Why Preeclampsia Monitoring Is An Important Part Of Prenatal Care
Preeclampsia can cause serious problems for expectant moms and their unborn babies. Learn how prenatal care providers diagnose and manage this condition.
By Michele Godorecci, MD, Virtua OB/GYN
Preeclampsia is a pregnancy complication that can cause life-threatening complications for expectant moms, including water in the lungs, stroke, heart failure, bleeding problems, kidney failure and liver failure. It also can cause a condition called placental abruption, which occurs when the placenta detaches suddenly from the wall of the uterus. If left untreated, preeclampsia can affect your baby’s growth and lead to a condition called eclampsia, which causes seizures.
Because the only cure for preeclampsia is to deliver the baby, preeclampsia is one of the leading causes of preterm delivery. It typically goes away within a few weeks after delivery.
Although routine preeclampsia screening is an important part of each prenatal visit, understanding the condition can help you to spot potential problems so you can bring them to you provider’s attention.
What causes preeclampsia and who is at risk?
The exact cause of preeclampsia is unknown. However, researchers believe preeclampsia may be the result of problems in the placenta, which attaches to the wall of the uterus and provides oxygen and nutrients to your unborn baby.
First-time expectant moms, expectant moms who are teens or who are older than age 40, and moms who are carrying more than one baby are at a higher risk of developing preeclampsia. You may be at a higher risk for developing preeclampsia if you have a history of diabetes, high blood pressure, kidney problems, lupus or rheumatoid arthritis or a personal or family history of preeclampsia.
What are preeclampsia signs and symptoms?
There are three main symptoms of preeclampsia:
- High blood pressure
- Excess protein in the urine
- Sudden weight gain or abnormal swelling in the face and hands
Preeclampsia typically occurs after the 20th week of pregnancy, but can occur earlier. In rare cases, preeclampsia can develop after childbirth.
A blood pressure reading that exceeds 140/90 mmHg in an expectant mom who has no history of high blood pressure is usually the first sign of preeclampsia. High blood pressure can develop over time or suddenly. Preeclampsia also can cause rapid weight gain or sudden, new swelling in your face or hands. Other signs of preeclampsia include:
- Abdominal pain on the upper right side
- Decreased urination
- Nausea or vomiting
- Severe headaches
- Vision changes, including sensitivity to light, blurred vision, floaters or temporary vision loss
If you notice any of these symptoms, you should bring them to the attention of your provider right away. However, it’s possible to have preeclampsia and not have any noticeable symptoms. It’s important to go to every prenatal appointment and have routine preeclampsia screenings.
How is preeclampsia diagnosed?
During each prenatal visit, your prenatal care provider will check your blood pressure to make sure it’s within normal ranges and test a sample of your urine for the presence of excess protein. Your provider also will monitor your weight gain and look for signs of abnormal swelling.
If your provider detects protein in your urine, you may be asked to collect urine samples over a 24-hour period to determine how much protein your body is losing. If you’re showing any symptoms of preeclampsia, your provider also may order blood tests to see how your liver and kidneys are functioning and look for other problems.

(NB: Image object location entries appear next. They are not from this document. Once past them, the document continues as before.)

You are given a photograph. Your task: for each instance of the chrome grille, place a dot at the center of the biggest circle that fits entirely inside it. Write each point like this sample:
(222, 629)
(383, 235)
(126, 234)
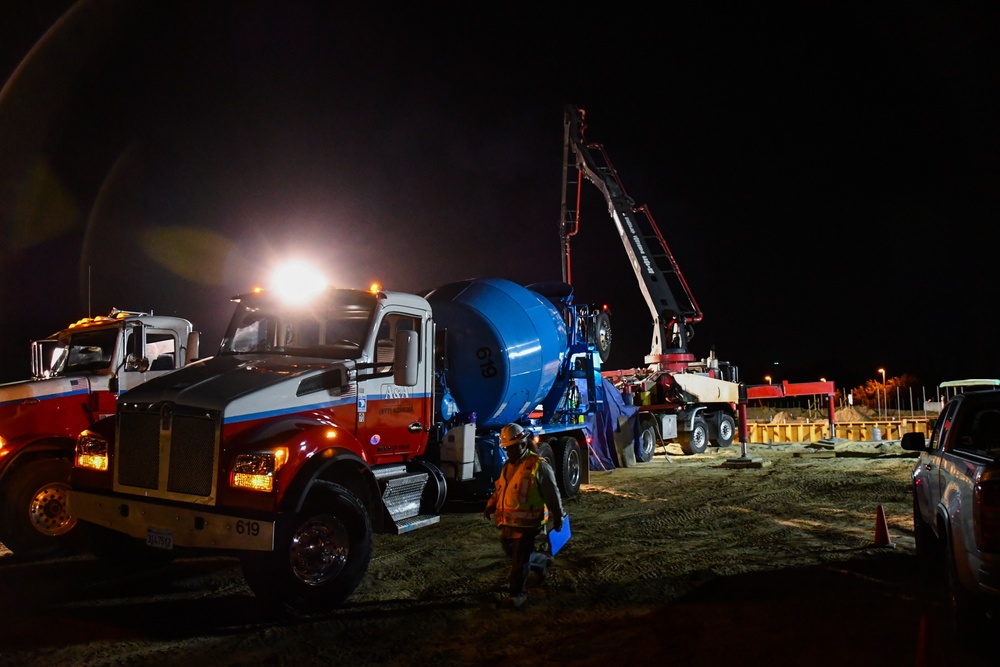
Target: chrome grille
(192, 455)
(184, 439)
(139, 449)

How is preeclampsia treated?
Preeclampsia can only be cured by delivering your baby. However, your treatment will depend on the severity of your condition, the health of your unborn baby and how close you are to a full-term pregnancy.

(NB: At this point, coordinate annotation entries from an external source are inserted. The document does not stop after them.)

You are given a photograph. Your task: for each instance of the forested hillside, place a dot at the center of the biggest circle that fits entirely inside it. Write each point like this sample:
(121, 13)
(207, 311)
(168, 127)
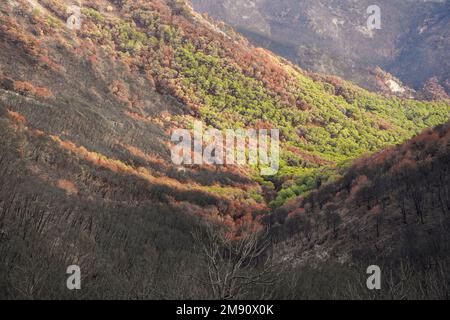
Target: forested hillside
(390, 209)
(86, 118)
(333, 37)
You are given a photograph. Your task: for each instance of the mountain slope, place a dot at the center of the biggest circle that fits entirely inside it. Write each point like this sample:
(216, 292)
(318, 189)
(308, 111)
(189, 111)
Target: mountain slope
(86, 118)
(394, 204)
(332, 37)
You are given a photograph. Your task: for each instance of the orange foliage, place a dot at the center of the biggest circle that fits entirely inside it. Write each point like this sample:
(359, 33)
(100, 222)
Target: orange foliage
(68, 186)
(16, 117)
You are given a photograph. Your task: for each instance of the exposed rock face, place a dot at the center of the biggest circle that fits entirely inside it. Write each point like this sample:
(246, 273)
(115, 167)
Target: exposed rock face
(331, 36)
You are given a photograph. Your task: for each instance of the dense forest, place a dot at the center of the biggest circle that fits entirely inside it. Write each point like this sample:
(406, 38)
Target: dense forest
(86, 176)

If you have reached the 37-week mark in your pregnancy, your baby likely will be developed enough to be safely delivered. In this case, your provider may recommend inducing labor or performing a cesarean section (C-Section) to prevent your preeclampsia from progressing.
Prior to the 37-week mark in your pregnancy, your provider will attempt to treat the preeclampsia and give your baby as much time as possible to develop in your womb. If you have mild preeclampsia, your provider likely will put you on restricted activity or bed rest and monitor your condition with frequent blood pressure checks and blood and urine tests. Your provider also will monitor your baby’s condition through regular ultrasounds and fetal heart rate monitoring.

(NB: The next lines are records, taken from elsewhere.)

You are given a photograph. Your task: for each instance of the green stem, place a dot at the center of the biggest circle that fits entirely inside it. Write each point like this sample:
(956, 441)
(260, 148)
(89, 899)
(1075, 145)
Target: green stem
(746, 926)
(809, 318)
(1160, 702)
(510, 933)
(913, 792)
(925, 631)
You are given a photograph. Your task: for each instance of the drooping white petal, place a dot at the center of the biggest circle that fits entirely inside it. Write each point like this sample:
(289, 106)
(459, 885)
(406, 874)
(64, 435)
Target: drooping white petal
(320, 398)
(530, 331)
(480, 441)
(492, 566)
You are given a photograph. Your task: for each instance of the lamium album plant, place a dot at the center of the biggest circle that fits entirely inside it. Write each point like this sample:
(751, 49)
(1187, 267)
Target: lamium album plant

If you need additional monitoring, your doctor may admit you to the hospital. You may receive a medication called magnesium sulfate through an intravenous (IV) line to protect your brain from seizures. Your provider also may give you steroid injections to speed up the development of your baby’s lungs and reduce your baby’s risk of complications related to preterm delivery. In the instance that a patient’s blood pressure is high enough to put her at risk for a stroke, the doctor will administer medication and deliver the baby immediately.
If you’re experiencing severe preeclampsia, your doctor may need to deliver your baby immediately.
Having routine preeclampsia screenings at your prenatal visits and knowing the warning signs can help prevent serious complications for you and your baby.